Introduction
Whilst many modern applications exchange data in well defined standard ways (such as XML or JSON) the reality is that a great deal of data is still packaged in flat files (by which I mean comma separated values, or fixed width text files).
This library is concerned with turning these files into arrays of type-safe objects and using semantic meaning in those objects to validate the files concerned.
Background
The use of attributes to tag properties of your classes is quite common in both Entity Framework and also in System.Runtime.Serialization. This library very much follows that model but if you are not familiar with it then I recommend reading this article to start with.
Using the code
For a worked example, we'll start with a flat file which contains historical price information about Microsoft shares from Yahoo:
What is desired is to turn this into an IEnumerable of a class called StockPrice that can be declared thus:-
Public Class YahooStockPrice
Public Property PriceDate As Date
Public Property OpenPrice As Nullable(Of Decimal)

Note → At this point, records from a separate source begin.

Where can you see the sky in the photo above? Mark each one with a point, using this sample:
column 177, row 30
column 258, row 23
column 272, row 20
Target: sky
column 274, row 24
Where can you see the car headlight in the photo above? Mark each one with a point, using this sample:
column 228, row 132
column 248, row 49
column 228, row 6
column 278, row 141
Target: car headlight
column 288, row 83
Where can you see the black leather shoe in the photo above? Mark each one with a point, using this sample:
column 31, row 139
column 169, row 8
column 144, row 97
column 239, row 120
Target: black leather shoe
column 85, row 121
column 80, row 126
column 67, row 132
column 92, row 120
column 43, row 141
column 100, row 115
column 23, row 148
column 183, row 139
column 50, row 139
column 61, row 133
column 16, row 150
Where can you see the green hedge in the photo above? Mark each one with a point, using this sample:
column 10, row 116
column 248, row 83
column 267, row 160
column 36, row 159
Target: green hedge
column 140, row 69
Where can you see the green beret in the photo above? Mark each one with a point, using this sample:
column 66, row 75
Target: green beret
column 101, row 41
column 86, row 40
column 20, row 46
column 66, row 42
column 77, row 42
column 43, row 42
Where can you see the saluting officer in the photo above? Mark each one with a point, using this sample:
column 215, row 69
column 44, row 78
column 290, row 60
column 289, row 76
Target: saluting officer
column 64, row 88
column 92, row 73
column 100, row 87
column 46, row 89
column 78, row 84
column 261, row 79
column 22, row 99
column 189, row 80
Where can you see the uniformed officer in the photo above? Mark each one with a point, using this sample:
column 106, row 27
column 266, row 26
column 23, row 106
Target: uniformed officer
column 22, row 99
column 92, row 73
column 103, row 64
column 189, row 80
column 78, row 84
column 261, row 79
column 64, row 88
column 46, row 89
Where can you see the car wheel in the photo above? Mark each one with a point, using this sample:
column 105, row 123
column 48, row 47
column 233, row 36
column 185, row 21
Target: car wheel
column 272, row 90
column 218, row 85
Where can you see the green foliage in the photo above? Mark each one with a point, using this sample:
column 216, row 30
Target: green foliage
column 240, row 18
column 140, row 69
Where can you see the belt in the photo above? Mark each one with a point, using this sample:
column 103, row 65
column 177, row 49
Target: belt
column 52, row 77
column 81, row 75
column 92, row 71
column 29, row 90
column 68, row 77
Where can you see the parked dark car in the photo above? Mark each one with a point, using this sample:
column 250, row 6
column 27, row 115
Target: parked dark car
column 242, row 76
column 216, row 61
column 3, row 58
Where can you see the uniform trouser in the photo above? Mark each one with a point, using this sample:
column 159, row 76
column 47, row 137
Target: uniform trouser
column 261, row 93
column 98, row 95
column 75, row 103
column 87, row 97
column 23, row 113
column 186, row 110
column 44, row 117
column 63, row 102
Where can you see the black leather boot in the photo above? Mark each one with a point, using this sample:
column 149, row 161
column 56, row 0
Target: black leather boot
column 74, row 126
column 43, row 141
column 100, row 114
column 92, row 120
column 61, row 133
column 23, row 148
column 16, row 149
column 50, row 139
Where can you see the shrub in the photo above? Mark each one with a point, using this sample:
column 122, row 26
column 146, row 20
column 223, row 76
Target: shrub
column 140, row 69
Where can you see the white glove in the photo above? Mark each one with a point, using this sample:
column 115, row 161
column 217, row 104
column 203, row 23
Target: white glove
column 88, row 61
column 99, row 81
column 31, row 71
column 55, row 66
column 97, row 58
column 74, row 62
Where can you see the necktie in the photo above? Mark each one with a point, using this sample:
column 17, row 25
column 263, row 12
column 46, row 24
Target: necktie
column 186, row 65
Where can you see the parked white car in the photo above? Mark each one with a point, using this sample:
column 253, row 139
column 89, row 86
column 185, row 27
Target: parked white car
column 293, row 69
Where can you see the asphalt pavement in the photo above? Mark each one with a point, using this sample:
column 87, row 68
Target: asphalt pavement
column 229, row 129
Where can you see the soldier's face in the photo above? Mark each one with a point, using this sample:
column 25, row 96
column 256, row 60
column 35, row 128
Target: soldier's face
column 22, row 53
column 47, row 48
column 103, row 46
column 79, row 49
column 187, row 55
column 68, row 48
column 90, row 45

Public Property HighPrice As Nullable(Of Decimal)
Public Property LowPrice As Nullable(Of Decimal)
Public Property ClosingPrice As Nullable(Of Decimal)
Public Property Volume As Nullable(Of Decimal)
Public Property AdjustedClose As Nullable(Of Decimal)
End Class
Field separator and field definition
You specify the field separator at the class level with the RecordFieldSeperator attribute. There are four possible standard separators (comma, tab, pipe or semicolon) or you can specify your own custom separator as an array of characters.
Then each field that you want to read is specified by the RecordColumn attribute. This takes a column header name and the ordinal position of the field. You do not have to specify every field but (obviously) any attempt to specify two properties at the same column position will throw an error.
Imports FileUtilities
<RecordFieldSeperator(FileUtilities.RecordFieldSeperatorAttribute.StandardSeparators.Comma)>
Public Class YahooStockPrice
<RecordColumn("Date", 0)>
Public Property PriceDate As Date
<RecordColumn("Open", 1)>
Public Property OpenPrice As Nullable(Of Decimal)
<RecordColumn("High", 2)>
Public Property HighPrice As Nullable(Of Decimal)
<RecordColumn("Low", 3)>
Public Property LowPrice As Nullable(Of Decimal)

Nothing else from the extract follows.